Datas: Ryan O’Neal, Juanita Castro e Gao Yaojie
O ator, a irmã de Fidel e a mulher que foi uma voz necessária na China

A vida do ator americano Ryan O’Neal daria um filme — ou vários, dado o vaivém de sua existência, feito de quedas e recuperações. Filho de uma atriz e de um roteirista de cinema, ele começou a vida adulta como lutador de boxe, um meio de extravasar sua permanente irritação. Em tempo de calma, caía-lhe bem um personagem romântico como o Oliver de Love Story, sucesso de 1970, um Romeu e Julieta moderno. Como pai, poderia ser o Moses Pray de Lua de Papel, de 1973, no qual contracenou com a filha Tatum. Ela, aliás, conquistou o Oscar de melhor atriz pelo trabalho, aos 10 anos de idade. Soaria mais adequado, contudo, o protagonismo em produções violentas, de pancadaria.
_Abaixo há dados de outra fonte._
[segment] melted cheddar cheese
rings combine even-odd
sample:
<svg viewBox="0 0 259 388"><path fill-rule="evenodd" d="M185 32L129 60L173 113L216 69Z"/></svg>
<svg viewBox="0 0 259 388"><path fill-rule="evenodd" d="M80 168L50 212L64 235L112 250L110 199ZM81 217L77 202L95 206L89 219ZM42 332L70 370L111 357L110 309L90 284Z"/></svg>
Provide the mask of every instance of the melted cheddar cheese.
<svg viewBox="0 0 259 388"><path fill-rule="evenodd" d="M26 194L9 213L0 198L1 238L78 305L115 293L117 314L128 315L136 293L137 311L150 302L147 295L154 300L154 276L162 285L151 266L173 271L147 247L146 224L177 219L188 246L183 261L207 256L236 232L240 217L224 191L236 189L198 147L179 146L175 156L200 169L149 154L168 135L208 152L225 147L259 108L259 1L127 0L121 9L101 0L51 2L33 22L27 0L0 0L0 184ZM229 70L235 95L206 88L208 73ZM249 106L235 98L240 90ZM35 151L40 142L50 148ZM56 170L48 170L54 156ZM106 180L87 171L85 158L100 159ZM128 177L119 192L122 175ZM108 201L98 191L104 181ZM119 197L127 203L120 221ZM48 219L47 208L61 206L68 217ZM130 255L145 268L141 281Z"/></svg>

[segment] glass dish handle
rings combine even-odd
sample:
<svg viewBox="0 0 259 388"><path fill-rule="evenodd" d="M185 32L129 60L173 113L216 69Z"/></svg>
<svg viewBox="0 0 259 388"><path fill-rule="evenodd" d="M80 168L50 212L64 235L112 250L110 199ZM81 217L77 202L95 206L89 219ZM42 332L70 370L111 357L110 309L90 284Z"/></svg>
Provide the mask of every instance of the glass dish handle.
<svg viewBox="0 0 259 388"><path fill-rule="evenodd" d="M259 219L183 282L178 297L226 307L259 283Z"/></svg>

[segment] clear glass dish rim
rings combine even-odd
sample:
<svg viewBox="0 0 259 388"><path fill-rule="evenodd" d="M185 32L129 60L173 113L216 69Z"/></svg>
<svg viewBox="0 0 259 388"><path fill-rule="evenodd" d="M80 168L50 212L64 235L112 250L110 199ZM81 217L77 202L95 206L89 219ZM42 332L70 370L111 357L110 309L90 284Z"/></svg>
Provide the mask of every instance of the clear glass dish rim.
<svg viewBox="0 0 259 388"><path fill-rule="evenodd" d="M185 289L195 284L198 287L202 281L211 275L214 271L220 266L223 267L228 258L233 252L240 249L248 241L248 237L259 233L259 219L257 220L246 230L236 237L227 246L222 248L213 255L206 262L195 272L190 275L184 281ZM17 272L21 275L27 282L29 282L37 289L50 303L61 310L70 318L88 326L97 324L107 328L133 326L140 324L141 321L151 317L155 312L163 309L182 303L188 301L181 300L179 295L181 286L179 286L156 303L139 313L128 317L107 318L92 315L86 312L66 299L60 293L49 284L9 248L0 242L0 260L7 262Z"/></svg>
O’Neal nunca escondeu a postura mercurial, que o levaria diversas vezes a ser detido, seja por violência, seja por envolvimento com drogas.
Não seria exagero dizer que, em Hollywood, seu desequilíbrio no cotidiano era tão famoso quanto a infinita capacidade de mudar de estilo diante das câmeras. Levado ao ostracismo — tê-lo por perto era encrenca na certa —, foi recuperado para a fama ao ser convidado pelo britânico Stanley Kubrick para estrelar Barry Lyndon, clássico de 1975. Nele, O’Neal incorpora um aventureiro inglês do século XVIII condenado ao degredo. Mas ele volta, fingindo-se aristocrata. Voltar era o que O’Neal fez desde sempre, em meio a dramas familiares. Admitiu, certa vez, ter assediado a própria filha Tatum — a quem não reconheceu, drogado e alcoolizado, ao sair do velório de uma ex-mulher. Com Farrah Fawcet, com quem conviveu 24 anos, meteu-se em brigas homéricas. Um filho, Griffin, dirigia a lancha que, em 1986, provocou a morte do primogênito de Francis Ford Coppola. Com Griffin, chegou a trocar tiros, ambos fadados ao eterno desencontro. O’Neal morreu em 8 de dezembro, aos 82 anos. Tinha uma leucemia, tratada durante muito tempo, mas morreu de câncer na próstata.
A irmã exilada

No início, ela ajudou com dinheiro que conseguiu amealhar nos Estados Unidos. Foi decisiva na construção de hospitais e escolas. Juntou-se aos barbudos. Contudo, pouco tempo depois da Revolução Cubana de 1959, Juanita Castro, irmã mais nova de Fidel, rompeu com o movimento. Dizia-se desgostosa com o andamento autoritário do que nascera como democrático. Irritou-se com a reforma agrária que alcançou inclusive terras da família. Em 1964, exilou-se em Miami. Ali começou a colaborar com a CIA. “Sofri mais do que o restante da população exilada, porque em nenhum lugar do Estreito da Flórida me dão trégua, e poucos são os que entendem o paradoxo da minha vida”, escreveu em seu livro de memórias. “Para quem ficou em Cuba, sou uma desertora porque saí e denunciei o regime. Para muitos em Miami, sou persona non grata, irmã de Fidel e Raúl.” Morreu em 4 de dezembro, aos 90 anos, mas a notícia só foi confirmada na semana passada.
Uma voz necessária

Nos anos 1990, no silêncio imposto pela ditadura da China, a ginecologista Gao Yaojie identificou a explosão do número de casos de aids nas regiões rurais do país. Depois de cruzar informações e ouvir milhares de envolvidos, ela descobriu a origem da contaminação: o vírus estava se espalhando em decorrência do descontrole dos centros de transfusão de sangue, que não faziam os testes necessários. Para o governo — em evidente postura negacionista —, apenas as relações sexuais levariam à contaminação. Em 2009, Yaojie foi forçada ao exílio, nos Estados Unidos. Suas denúncias, contudo, surtiram algum efeito — e a China tratou de modernizar seu sistema de saúde, movimento seguido por outros países. “A aids destruiu inúmeras famílias. Foi uma catástrofe provocada pelo homem. No entanto, as pessoas responsáveis por isso nunca foram responsabilizadas, nem proferiram uma única palavra de desculpas”, disse em 2016. Ela morreu em 10 de dezembro, aos 95 anos, em Nova York.